3.2. Die Anwendung dieser Grundsätze auf den vorliegenden Sachverhalt ergibt Folgendes:

Der BF ist Staatsangehöriger von Rumänien und damit EWR-Bürger iSd § 2 Abs 4 Z 8 FPG.

Er hält sich seit seiner Einreise im Juni 2012 seit mehr als acht Jahren ununterbrochen im Bundesgebiet auf. Unter Bedachtnahme auf § 53a Abs. 2 NAG, wonach die Kontinuität des Aufenthalts bei Abwesenheiten von bis zu insgesamt sechs Monaten im Jahr nicht unterbrochen wird, wurde sein seit Juni 2012 bestehender Aufenthalt in Österreich durch seinen Besuch bzw. seinen kurzzeitigen Aufenthalt in Rumänien vor 3-4 Jahren, im Jahr 2016, 2017, jedenfalls nicht unterbrochen.

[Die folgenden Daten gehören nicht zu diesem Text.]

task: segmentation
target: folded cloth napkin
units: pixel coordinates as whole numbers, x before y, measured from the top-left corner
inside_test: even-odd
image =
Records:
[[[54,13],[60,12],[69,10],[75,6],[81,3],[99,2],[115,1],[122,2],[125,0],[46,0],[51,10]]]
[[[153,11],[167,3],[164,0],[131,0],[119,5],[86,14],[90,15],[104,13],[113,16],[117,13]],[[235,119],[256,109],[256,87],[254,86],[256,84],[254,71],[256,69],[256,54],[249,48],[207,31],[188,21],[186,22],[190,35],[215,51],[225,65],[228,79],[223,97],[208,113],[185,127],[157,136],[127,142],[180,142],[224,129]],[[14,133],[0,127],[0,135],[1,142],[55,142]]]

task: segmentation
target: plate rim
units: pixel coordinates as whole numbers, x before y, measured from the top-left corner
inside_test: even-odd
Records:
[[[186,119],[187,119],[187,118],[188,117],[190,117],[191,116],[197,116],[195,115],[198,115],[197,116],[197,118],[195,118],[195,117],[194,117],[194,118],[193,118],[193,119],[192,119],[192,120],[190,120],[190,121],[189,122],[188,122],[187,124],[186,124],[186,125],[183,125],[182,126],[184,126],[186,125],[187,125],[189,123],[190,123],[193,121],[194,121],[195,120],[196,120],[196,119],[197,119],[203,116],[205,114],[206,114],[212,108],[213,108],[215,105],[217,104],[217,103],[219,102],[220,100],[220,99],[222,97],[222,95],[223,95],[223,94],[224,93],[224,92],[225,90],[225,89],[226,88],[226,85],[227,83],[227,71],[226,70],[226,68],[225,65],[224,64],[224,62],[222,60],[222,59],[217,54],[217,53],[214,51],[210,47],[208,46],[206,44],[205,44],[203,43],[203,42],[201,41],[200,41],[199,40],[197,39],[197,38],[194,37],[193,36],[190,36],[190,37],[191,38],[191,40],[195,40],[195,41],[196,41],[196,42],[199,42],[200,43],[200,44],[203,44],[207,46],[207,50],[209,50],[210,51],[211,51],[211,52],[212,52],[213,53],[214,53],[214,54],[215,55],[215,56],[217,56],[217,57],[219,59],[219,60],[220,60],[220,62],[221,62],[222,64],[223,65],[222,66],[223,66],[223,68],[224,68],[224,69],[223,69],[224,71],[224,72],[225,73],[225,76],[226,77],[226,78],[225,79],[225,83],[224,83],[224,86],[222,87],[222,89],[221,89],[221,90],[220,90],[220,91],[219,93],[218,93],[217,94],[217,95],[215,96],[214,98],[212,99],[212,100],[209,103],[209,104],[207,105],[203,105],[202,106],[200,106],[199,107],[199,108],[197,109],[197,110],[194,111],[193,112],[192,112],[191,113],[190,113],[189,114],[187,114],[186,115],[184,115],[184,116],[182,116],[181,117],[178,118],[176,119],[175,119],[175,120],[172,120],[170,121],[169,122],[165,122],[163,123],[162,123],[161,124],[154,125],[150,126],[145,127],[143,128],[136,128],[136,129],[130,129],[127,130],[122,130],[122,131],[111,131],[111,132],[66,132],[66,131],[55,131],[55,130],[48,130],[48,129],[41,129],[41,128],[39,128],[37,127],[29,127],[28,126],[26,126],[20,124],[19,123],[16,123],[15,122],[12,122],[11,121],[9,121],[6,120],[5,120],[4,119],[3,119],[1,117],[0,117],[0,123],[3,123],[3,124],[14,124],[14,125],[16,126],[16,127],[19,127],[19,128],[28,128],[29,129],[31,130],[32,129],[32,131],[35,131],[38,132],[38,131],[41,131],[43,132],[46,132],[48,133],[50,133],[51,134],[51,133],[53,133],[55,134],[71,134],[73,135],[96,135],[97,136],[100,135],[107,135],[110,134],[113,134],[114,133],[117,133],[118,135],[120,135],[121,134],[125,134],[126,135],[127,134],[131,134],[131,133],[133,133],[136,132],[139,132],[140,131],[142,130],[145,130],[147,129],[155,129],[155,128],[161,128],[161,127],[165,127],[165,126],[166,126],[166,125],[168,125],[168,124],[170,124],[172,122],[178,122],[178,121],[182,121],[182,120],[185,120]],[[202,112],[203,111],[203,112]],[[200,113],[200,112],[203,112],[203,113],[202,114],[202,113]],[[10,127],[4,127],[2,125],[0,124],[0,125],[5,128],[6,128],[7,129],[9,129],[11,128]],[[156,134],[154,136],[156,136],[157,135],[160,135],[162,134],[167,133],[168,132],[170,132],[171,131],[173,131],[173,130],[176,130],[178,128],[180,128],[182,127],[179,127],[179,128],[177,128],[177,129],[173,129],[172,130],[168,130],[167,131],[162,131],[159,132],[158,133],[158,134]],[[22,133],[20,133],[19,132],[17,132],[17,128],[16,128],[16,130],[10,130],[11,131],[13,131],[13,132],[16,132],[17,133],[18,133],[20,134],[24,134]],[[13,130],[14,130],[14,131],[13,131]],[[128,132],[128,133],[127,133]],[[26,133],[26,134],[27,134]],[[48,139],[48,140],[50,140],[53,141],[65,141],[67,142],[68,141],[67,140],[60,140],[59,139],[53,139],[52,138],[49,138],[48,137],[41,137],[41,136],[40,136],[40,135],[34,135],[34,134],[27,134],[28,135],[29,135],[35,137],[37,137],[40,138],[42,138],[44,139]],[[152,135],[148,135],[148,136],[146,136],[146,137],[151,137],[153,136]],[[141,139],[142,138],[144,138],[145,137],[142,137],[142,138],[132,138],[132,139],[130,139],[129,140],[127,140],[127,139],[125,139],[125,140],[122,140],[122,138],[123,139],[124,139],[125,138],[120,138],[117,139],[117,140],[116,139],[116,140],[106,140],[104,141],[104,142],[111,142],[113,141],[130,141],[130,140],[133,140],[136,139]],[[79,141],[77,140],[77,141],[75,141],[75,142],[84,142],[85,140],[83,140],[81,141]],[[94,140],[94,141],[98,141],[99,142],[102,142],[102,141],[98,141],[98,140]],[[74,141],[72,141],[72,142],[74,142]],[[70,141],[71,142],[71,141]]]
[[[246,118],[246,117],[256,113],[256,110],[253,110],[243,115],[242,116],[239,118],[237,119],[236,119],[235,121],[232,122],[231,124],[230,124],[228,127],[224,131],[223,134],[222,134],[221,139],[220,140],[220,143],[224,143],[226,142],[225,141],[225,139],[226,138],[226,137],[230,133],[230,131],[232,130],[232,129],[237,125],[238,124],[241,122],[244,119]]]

Der BF erhielt am 12.01.2015 eine unbefristete „Anmeldebescheinigung (Arbeitnehmer)“ nach Antragstellung am 29.09.2014. Sein NAG-Aufenthaltstitel besteht nunmehr bereits seit mehr als sechs Jahren.

Aufgrund eines rechtmäßigen über fünfjährigen, aber unter zehnjährigen Aufenthalts des BF in Österreich wäre der Gefährdungsmaßstab des § 67 Abs 1 zweiter Satz FPG ("tatsächliche, gegenwärtige und erhebliche Gefahr, die ein Grundinteresse der Gesellschaft berührt") iVm § 66 Abs 1 letzter Satzteil FPG ("schwerwiegende Gefahr für die öffentliche Ordnung und Sicherheit") anzuwenden. Demnach würde ein zwischen den beiden Prüfungsmaßstäben nach § 67 Abs. 1 S. 2 und § 67 Abs. 1 S. 5 FPG liegender Gefährdungsmaßstab zur Anwendung kommen.

Im Folgenden ist jedoch erst zu prüfen, ob bzw. wie lange der sich auf eine am 12.01.2015 unbefristet ausgestellte „Anmeldebescheinigung (Arbeitnehmer)“ stützende Aufenthalt des BF im Bundesgebiet überhaupt „unionrechtlich rechtmäßig war“ bzw. immer noch ist.

Der Verwaltungsgerichtshof (im Folgenden: VwGH) hat in seiner Entscheidung vom 04.10.2018, Ra 2017/22/0218, Folgendes ausgesprochen:

„Unter dem in Art. 16 Abs. 1 der Richtlinie 2004/38/EG bezogenen rechtmäßigen Aufenthalt ist ein im Einklang mit den in dieser Richtlinie - insbesondere in deren Art. 7 Abs. 1 - vorgesehenen Voraussetzungen stehender Aufenthalt zu verstehen. Ein Aufenthalt, der nicht die Voraussetzungen des Art. 7 Abs. 1 der Richtlinie 2004/38/EG erfüllt, kann nicht als ein "rechtmäßiger" Aufenthalt iSd Art. 16 Abs. 1 dieser Richtlinie angesehen werden (vgl. EuGH 21.12.2011, Ziolkowski, C-424/10 und C-425/10).

Ein kurz nach der Einreise beginnender, seit über sieben Jahren andauernder Bezug der Ausgleichszulage steht mit der Voraussetzung nach § 51 Abs. 1 Z 2 NAG 2005 nicht in Einklang (vgl. VwGH 26.1.2017, Vorheriger SuchbegriffRa 2016/21/0177).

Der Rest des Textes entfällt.